Also, I think at some points the documentation lacks and could be better. But I understand that's time-consuming and it's an open source project. In particular I miss documentation regarding the use of more advanced regex. Like with matcher groups, non-matcher groups but also escaping characters in regex et cetera. Also documentation regarding TLS and WHOIS is very limited.

[ehsandeep]

@JaneX8 thanks for sharing all the suggestions; there are a couple of features that are already supported, but as you pointed out not documented very well, and we intend to update/improve them.

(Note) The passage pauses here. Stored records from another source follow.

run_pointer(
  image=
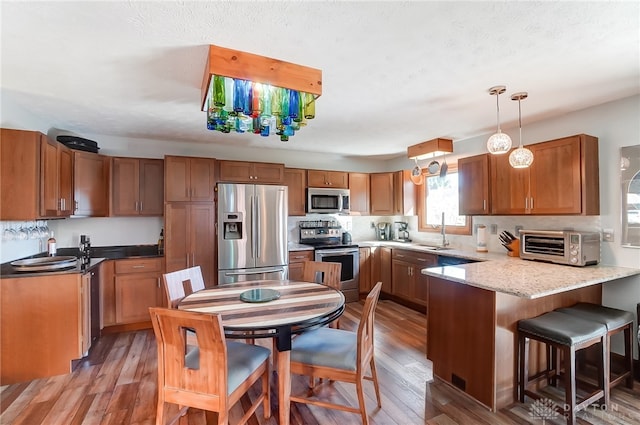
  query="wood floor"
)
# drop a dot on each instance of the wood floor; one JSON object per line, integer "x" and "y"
{"x": 116, "y": 384}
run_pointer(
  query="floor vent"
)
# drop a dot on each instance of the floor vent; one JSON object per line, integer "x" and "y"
{"x": 458, "y": 382}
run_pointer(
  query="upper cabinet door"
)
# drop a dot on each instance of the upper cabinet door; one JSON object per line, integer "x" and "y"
{"x": 137, "y": 187}
{"x": 203, "y": 180}
{"x": 323, "y": 178}
{"x": 296, "y": 181}
{"x": 50, "y": 202}
{"x": 189, "y": 179}
{"x": 509, "y": 187}
{"x": 56, "y": 179}
{"x": 473, "y": 185}
{"x": 177, "y": 180}
{"x": 359, "y": 193}
{"x": 382, "y": 198}
{"x": 151, "y": 187}
{"x": 125, "y": 186}
{"x": 251, "y": 172}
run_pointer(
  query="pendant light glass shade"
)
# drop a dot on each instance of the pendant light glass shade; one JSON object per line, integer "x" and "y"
{"x": 500, "y": 142}
{"x": 521, "y": 157}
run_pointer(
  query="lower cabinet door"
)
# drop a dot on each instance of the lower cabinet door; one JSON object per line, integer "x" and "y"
{"x": 134, "y": 295}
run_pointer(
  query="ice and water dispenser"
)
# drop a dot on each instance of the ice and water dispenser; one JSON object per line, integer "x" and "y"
{"x": 232, "y": 226}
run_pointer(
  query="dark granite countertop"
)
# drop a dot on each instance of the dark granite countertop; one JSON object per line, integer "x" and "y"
{"x": 98, "y": 254}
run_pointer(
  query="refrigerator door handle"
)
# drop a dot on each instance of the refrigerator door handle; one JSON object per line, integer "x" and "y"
{"x": 253, "y": 226}
{"x": 258, "y": 231}
{"x": 261, "y": 271}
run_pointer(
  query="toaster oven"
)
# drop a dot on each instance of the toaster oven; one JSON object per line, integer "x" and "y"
{"x": 560, "y": 246}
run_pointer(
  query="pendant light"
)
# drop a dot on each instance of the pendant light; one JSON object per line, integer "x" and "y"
{"x": 521, "y": 157}
{"x": 500, "y": 142}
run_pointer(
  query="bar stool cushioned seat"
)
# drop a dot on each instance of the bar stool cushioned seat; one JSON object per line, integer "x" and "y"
{"x": 567, "y": 333}
{"x": 616, "y": 321}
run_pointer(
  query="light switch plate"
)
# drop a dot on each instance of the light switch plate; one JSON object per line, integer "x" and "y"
{"x": 607, "y": 235}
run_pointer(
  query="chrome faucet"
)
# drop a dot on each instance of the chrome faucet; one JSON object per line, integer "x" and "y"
{"x": 443, "y": 232}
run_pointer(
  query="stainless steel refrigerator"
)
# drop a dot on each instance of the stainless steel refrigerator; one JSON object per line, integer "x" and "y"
{"x": 252, "y": 232}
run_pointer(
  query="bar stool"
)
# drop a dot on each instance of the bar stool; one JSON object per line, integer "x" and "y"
{"x": 616, "y": 321}
{"x": 567, "y": 334}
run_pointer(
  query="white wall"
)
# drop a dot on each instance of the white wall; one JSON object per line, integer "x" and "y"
{"x": 616, "y": 125}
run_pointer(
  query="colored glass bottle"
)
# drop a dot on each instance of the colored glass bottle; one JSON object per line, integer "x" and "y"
{"x": 238, "y": 95}
{"x": 294, "y": 103}
{"x": 309, "y": 106}
{"x": 218, "y": 91}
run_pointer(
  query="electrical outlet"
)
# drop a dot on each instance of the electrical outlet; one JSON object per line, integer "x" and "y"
{"x": 607, "y": 235}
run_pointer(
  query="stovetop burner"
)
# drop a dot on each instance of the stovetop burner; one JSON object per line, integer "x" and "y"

Feel free to join our community server - https://discord.gg/projectdiscovery if you have more ideas/questions for exisitng features.

[0xSebin]

A feature like a VPN or any to not getting IP blocked or blacklisted.
That would be nice.

[zy9ard3]

#2634

[marcelo321]

Removing "[INF] Skipped xxxx from target list as found unresponsive 30 times" as output

[ehsandeep]

#3138

[zy9ard3]

I believe it would be grateful if nuclei can be integrated with AWS API gateway ( like IProtate Burp Ext ) to spin up requests through Amazon API gateway to avoid IP based blockings and get more efficient results

I have seen the present Nuclei engine has feature of similar to the above on -p/ -proxy, but instead of providing input proxy list it will be more efficient if the requests start passing via automatic AWS API gateway

Refer : #2634

[ehsandeep]

@zy9ard3 AWS API gateway solution works against a single/targeted endpoint, unlike in nuclei, where you scan multiple targets, are you looking to use nuclei for a single target using this implementation?

[zy9ard3]

@ehsandeep

Yes, As the integration is possible over single host more specifically when running with query-fuzzing templates where possibilities of IPs being blocked by WAF even when it detects over one simple blacklisted payload word

Or can run against hosts from lists of targets which are blocked by WAF at first place

[zy9ard3]

Hello @projectdiscovery team,

It would be more helpful if get an implementation to compare matchers for fuzzing templates with part as ;

query_1 , query_2 , query_3 and so on... like other parts body_1, body_2, response_1, response_2, etc...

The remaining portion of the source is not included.